OAuth 2.0 is designed only for authorization, for granting access to data and features from one application to another. OpenID Connect (OIDC) is a thin layer that sits on top of OAuth 2.0 that adds login and profile information about the person who is logged in. Establishing a login session is often referred to as authentication, and information about the person logged in (i.e. the Resource Owner) is called identity. When an Authorization Server supports OIDC, it is sometimes called an identity provider, since it provides information about the Resource Owner back to the Client.
OpenID Connect enables scenarios where one login can be used across multiple applications, also known as single sign-on (SSO). For example, an application could support SSO with social networking services such as Facebook or Twitter so that users can choose to leverage a login they already have and are comfortable using.
The OpenID Connect flow looks the same as OAuth. The only differences are, in the initial request, a specific scope of
openid is used, and in the final exchange the Client receives both an Access Token and an ID Token.
As with the OAuth flow, the OpenID Connect Access Token is a value the Client doesn’t understand. As far as the Client is concerned, the Access Token is just a string of gibberish to pass with any request to the Resource Server, and the Resource Server knows if the token is valid. The ID Token, however, is very different.
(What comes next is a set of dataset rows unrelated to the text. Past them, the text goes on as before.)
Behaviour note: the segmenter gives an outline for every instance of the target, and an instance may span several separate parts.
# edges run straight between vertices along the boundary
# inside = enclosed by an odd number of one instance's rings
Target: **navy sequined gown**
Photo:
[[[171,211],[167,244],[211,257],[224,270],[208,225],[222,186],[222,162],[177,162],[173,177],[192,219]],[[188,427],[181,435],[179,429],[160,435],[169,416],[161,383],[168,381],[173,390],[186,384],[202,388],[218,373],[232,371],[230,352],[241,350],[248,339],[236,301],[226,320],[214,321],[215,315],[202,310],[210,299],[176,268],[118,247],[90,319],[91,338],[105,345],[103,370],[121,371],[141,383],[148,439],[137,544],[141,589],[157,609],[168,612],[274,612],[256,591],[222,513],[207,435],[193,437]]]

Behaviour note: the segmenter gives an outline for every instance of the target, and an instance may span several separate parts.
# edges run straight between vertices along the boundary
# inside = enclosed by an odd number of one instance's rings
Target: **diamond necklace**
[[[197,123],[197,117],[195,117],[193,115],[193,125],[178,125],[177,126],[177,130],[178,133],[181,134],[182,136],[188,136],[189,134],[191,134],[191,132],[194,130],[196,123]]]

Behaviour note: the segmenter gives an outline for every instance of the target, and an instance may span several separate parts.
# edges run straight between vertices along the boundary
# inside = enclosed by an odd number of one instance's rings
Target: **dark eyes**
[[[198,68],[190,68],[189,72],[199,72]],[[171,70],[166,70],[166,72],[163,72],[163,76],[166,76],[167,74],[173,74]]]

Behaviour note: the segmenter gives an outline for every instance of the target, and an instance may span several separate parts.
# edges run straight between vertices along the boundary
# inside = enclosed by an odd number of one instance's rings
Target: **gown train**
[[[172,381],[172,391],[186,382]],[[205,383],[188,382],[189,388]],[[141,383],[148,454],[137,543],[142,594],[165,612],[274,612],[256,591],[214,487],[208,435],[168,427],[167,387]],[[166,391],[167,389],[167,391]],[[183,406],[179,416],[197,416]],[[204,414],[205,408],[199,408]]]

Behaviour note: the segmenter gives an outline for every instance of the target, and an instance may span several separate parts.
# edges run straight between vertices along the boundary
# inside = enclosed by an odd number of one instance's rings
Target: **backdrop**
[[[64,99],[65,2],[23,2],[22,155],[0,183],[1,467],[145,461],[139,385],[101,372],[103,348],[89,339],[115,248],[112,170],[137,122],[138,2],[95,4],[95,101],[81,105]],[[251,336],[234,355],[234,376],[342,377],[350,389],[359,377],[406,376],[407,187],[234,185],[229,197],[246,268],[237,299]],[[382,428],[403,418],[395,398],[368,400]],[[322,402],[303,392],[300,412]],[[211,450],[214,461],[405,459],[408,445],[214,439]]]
An ID Token is a specifically formatted string of characters known as a JSON Web Token, or JWT. JWTs are sometimes pronounced “jots.” A JWT may look like gibberish to you and me, but the Client can extract information embedded in the JWT such as your ID, name, when you logged in, the ID Token expiration, and if anything has tried to tamper with the JWT. The data inside the ID Token are called claims.
With OIDC, there’s also a standard way the Client can request additional identity information from the Authorization Server, such as their email address, using the Access Token.